Note At least of 3 GPS markers are required for geo-location calculation. The maximum number of GPS markers that you can add is 20.
This section contains the following topics:
•Adding a GPS Marker to a Floor Map
•Editing a GPS Marker
•Deleting a GPS Marker Present on a Floor
Adding a GPS Marker to a Floor Map
To add a GPS marker to a floor map, follow these steps:
Step 1 Choose Monitor > Site Maps to display the Maps page.
Step 2 Click the Campus Name > Building Name > Floor Name.
Step 3 Click the Add/Edit GPS Markers Information menu option on the top left menu for the Add/Edit GPS page to appear..
A GPS Marker icon appears on the top left corner of the map (X=0 Y=0).
Step 4 You can drag the GPS Marker icon and place it in the desired location on the map or enter the X and Y position values in the GPS Marker Details table on the left sidebar menu to move the marker to the desired position.
Note If the markers added are too close, then the accuracy of geo-location information is less.
Step 5 Enter the Latitude and Longitude degrees for the selected GPS Marker icon in the left sidebar menu.
Step 6 Click Save.
The GPS Marker information is saved to the database.
Step 7 Click Apply to other Floors of Building to copy GPS markers on one floor of a building to all the remaining floors of that building.
Editing a GPS Marker
To edit a GPS marker present on the floor, follow these steps:
Step 1 Choose Monitor > Site Maps to display the Maps page.
Step 2 Click the Campus Name > Building Name > Floor Name.
Step 3 Click the Add/Edit GPS Markers Information menu option on the top left menu for the Add/Edit GPS page to appear.
Step 4 Select an existing GPS marker present on the floor.
Step 5 From the left sidebar menu, you can change the Latitude, Longitude, X Position, and Y Position which is associated with the GPS marker.
Step 6 Click Save.
The modified GPS marker information is now saved to the database.
Deleting a GPS Marker Present on a Floor
To delete a GPS marker present on a floor, follow these steps:
Step 1 Choose Monitor > Site Maps to display the Maps page.
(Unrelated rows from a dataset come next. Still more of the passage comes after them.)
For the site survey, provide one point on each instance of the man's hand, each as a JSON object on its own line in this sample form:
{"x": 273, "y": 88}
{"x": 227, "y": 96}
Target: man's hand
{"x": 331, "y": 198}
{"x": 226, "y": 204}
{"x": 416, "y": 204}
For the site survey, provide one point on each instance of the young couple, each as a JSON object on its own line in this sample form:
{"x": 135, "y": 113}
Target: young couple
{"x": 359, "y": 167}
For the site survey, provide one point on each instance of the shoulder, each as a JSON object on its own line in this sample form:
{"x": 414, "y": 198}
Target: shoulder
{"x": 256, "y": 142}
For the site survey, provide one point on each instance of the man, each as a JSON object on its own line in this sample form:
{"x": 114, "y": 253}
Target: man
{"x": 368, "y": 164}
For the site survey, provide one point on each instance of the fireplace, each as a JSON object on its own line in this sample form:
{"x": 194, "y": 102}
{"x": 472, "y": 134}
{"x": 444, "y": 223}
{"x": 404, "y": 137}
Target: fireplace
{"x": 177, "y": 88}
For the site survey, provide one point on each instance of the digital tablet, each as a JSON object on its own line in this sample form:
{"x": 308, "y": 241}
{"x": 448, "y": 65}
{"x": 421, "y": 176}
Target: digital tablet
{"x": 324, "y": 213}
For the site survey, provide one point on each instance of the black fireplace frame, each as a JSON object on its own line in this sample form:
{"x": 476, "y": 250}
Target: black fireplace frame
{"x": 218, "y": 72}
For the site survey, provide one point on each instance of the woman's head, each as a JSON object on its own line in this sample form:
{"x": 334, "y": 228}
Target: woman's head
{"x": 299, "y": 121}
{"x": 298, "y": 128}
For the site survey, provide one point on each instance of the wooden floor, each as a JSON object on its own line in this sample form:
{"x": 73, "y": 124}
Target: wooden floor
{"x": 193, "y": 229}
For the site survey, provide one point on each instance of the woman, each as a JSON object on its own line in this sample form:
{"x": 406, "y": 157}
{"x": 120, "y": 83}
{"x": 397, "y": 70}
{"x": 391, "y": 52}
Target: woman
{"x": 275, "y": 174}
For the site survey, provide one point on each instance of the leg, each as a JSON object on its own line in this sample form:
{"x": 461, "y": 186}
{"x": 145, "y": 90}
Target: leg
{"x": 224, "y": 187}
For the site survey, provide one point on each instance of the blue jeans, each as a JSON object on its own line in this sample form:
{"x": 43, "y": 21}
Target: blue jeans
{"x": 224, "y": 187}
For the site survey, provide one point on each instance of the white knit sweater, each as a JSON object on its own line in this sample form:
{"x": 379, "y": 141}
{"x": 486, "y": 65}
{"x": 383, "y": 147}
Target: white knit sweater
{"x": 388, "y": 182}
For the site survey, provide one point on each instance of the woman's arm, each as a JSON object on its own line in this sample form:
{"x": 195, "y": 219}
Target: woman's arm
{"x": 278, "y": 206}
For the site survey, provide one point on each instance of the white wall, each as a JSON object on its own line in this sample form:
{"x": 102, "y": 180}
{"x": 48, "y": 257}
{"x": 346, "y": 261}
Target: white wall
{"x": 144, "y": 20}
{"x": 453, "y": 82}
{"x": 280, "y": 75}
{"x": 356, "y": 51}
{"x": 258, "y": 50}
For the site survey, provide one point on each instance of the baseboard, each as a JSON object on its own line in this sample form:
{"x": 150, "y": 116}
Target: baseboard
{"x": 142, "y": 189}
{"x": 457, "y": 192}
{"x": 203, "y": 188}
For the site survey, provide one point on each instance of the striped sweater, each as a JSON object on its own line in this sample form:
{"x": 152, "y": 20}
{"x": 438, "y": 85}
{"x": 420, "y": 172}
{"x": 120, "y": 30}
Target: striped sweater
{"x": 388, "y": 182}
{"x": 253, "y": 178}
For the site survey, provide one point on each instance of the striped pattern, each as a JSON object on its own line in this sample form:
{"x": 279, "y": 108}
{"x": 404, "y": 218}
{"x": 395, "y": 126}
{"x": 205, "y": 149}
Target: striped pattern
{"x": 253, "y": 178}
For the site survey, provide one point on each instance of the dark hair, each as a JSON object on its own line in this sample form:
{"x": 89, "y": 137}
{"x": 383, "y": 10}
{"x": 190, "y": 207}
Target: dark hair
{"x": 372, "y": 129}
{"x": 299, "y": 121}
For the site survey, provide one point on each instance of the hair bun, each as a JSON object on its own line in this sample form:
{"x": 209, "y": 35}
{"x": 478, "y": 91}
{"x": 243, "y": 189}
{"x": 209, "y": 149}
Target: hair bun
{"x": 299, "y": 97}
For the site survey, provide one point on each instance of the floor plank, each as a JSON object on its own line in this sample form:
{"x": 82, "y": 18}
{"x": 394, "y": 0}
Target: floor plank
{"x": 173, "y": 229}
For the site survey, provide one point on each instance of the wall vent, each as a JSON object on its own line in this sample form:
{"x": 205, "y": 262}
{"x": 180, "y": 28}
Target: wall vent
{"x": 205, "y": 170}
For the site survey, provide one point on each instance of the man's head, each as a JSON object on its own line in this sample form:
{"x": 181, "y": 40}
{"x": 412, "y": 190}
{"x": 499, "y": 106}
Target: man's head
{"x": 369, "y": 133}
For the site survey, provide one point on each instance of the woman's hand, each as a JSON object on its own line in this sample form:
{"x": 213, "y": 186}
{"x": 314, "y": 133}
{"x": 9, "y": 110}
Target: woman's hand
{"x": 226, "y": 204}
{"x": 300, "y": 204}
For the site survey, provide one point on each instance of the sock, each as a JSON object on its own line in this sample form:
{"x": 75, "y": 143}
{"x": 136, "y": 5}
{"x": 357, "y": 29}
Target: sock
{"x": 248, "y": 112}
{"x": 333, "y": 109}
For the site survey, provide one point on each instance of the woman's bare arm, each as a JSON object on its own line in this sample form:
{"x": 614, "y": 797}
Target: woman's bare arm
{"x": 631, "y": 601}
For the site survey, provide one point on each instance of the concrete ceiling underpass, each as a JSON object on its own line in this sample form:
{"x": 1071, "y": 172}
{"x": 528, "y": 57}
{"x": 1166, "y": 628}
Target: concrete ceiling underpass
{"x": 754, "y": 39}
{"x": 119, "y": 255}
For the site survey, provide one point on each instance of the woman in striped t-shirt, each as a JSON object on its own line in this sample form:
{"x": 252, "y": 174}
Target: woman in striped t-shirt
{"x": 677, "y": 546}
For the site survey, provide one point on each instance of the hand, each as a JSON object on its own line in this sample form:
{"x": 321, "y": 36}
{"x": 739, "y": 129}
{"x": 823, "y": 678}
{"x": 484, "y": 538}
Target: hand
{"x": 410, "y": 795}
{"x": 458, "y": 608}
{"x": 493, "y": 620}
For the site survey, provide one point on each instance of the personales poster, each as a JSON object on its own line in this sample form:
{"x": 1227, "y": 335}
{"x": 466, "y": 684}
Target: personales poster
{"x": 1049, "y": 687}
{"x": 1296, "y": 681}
Step 2 Click the Campus Name > Building Name > Floor Name.
Step 3 Click the Add/Edit GPS Markers Information menu option on the top left menu for the Add/Edit GPS page to appear.
Step 4 Select an existing GPS Marker which is present on the floor from the left sidebar menu.
Note You can delete multiple GPS markers present on a floor by selecting multiple GPS Markers check box.
Step 5 Click Delete GPS Marker.
The selected GPS marker is deleted from the database.